Peter Buggenhout's highly artificial creations are irresistibly fascinating for the beholder. The mere size and variety of the surfaces and materials is impressive and makes viewing the works demanding. But they awaken not just a pleasant sense of curiosity. Although the objects are elaborately produced artifacts, there are saturated with illusionary moments of transience and decay that in their seriousness refer to representations of vanitas in terms of art history. In their emotionality, the physically palpable experience is like an experience of nature.

 

Buggenhout's assemblages and installations become suddenly legible as dark moments of a constantly changing repetition, that as in nature could also take place in human culture and civilization.
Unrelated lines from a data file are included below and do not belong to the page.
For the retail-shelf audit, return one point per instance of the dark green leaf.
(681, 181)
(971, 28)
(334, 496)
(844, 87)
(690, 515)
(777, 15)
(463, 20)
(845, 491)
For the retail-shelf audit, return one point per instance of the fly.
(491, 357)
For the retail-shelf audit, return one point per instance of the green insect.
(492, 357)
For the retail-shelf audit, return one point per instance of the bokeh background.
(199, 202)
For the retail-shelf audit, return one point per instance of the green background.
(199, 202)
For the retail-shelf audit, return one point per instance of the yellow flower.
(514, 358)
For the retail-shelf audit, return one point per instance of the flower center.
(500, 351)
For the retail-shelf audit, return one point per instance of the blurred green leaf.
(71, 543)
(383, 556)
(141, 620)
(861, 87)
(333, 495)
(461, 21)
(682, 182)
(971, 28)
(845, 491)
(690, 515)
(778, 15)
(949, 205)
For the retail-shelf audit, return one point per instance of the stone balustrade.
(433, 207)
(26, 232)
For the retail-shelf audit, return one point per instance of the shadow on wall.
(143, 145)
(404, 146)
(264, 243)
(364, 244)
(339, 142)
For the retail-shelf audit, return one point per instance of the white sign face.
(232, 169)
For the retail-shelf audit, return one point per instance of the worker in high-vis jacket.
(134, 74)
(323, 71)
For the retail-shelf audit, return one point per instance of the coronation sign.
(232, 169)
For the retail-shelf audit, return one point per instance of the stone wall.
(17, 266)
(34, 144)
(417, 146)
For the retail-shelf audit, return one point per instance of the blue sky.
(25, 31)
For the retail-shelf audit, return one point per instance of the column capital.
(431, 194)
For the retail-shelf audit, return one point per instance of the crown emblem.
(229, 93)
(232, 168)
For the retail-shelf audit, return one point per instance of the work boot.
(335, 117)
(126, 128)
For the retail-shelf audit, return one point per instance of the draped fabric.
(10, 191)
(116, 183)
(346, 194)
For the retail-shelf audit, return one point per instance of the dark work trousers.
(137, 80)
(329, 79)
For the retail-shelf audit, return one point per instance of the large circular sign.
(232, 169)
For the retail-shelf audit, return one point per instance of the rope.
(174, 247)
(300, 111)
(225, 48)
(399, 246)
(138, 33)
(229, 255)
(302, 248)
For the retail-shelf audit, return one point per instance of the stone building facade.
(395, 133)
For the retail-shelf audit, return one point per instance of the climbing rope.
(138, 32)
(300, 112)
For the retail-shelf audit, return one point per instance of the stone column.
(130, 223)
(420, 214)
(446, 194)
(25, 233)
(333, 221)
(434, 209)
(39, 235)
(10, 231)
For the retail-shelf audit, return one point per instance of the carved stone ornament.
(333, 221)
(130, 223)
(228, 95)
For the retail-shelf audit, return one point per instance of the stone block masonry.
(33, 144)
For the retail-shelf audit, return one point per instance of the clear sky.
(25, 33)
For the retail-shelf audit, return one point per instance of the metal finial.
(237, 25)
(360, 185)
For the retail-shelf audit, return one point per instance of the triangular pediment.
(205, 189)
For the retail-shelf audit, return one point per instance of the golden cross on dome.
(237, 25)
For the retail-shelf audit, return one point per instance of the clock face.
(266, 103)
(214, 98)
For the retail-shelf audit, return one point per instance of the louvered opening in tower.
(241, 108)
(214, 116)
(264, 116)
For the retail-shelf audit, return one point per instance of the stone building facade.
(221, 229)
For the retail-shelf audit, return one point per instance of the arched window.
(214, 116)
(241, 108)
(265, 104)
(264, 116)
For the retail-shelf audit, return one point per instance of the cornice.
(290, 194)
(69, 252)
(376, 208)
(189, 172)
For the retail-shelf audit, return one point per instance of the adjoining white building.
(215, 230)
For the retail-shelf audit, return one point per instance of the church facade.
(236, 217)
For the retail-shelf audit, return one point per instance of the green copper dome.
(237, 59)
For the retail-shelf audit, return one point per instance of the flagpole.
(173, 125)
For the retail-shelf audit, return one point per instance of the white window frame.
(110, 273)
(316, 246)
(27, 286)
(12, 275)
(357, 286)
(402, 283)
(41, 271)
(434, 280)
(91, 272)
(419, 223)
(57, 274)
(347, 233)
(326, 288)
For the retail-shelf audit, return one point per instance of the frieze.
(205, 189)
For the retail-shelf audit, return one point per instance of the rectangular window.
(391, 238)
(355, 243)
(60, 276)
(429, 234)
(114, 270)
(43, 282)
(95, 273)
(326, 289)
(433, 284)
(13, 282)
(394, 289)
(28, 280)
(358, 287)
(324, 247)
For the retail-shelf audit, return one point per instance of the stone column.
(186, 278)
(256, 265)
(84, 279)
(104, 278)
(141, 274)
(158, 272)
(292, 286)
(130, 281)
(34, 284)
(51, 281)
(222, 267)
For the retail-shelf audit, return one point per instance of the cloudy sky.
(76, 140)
Buggenhout works systematically and over the long term on several consistent series that are best identified by the materials used. They are impossible to describe exhaustively in formal terms due to their amorphous complexity. Their titles are each taken from parables, myths, or motifs in which perception is delayed, negated, or mirrored. Different ways of reading the world illustrate the tense relationship between the visible and the utterable, and ultimately between the artwork and the word.

 

In terms of art history, Buggenhout developed his sculptural work from post-minimalism, overcoming an essentialist understanding of art. Minimal art sought to reach a final point by using industrial forms of production, materials, and surfaces that present themselves as hermetically sealed and adapt spatially to architecture. Despite thematic and geometric reduction, minimalism was shaped by a great deal of theatricality and consciousness of form; despite all the contrasts, this links Buggenhout's work to this important historical position. But minimal art differs in its hermetic self-referentiality, accompanied by loquacious theoretical pronouncements. For Buggenhout creates an oeuvre that is highly suggestive in which a nameless world of destructive and yet creative potential emerges. As he put it, "The world becomes brutally present when deprived of the comforting words that grant us the illusion of understanding that which surrounds us. My work is brutally present and I give no credence to words. (They play games with us)".